Представляешь? Незадолго до этого мой отец перебрался с Украины в Москву. По высочайшему царскому указу небедным евреям – приказчикам купцов первой гильдии, знатным мастеровым, ростовщикам, людям образованным и талантливым – разрешалось покидать черту оседлости и поселяться в крупных городах и столицах. Родитель мой был искуснейшим парикмахером. Он, в отличие от других, брил так, что ни одного волоска не пропускал, не царапал кожу, придавая ей идеальную бархатистость и гладкость. А какие шедевры он создавал, делая парадные прически дамам! Его приглашали в самые богатые дома. К тому же он был человеком грамотным, обходительным и, что не менее важно, – имел приятную внешность. Один из его именитых клиентов, получив повышение по службе в известном московском ведомстве, не забыл и о своем «личном» парикмахере и добился позволения прихватить его с собой, уступив воплям супруги и заневестившихся дочерей.

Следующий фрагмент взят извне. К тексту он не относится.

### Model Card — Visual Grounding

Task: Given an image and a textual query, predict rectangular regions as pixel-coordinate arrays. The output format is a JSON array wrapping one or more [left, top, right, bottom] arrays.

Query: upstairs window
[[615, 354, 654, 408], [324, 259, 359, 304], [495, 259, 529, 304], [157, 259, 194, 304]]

Так отец оказался в Москве. Никакую родню, кроме жены, взять с собой ему не разрешили. Поселился он в старинном еврейском районе недалеко от Кремля, в Зарядье. Первое время жил с приезжими купцами в Глебовском подворье и бегал по клиентам, не гнушаясь самым малым заработком, пока не скопил денег, чтобы снять маленькую квартирку в Мокринском переулке во втором этаже кирпичного доходного дома. Название переулку дала старинная православная церковь Николы Мокрого. Весной и осенью прибрежные кварталы Зарядья нередко затапливало. Вода обычно доходила как раз до Мокринского переулка, поэтому в доме всегда пахло сыростью, зато и квартиры были дешевые. На первом этаже этого мрачного обшарпанного здания, облепленного разномастными вывесками, нашлось местечко и для крохотной парикмахерской. Летом его обитатели перебирались из своих тесных, затхлых каморок на галереи, или по местному галдарейки, которые тянулись по фасаду дома со стороны двора. Все знали друг друга и все – о каждом.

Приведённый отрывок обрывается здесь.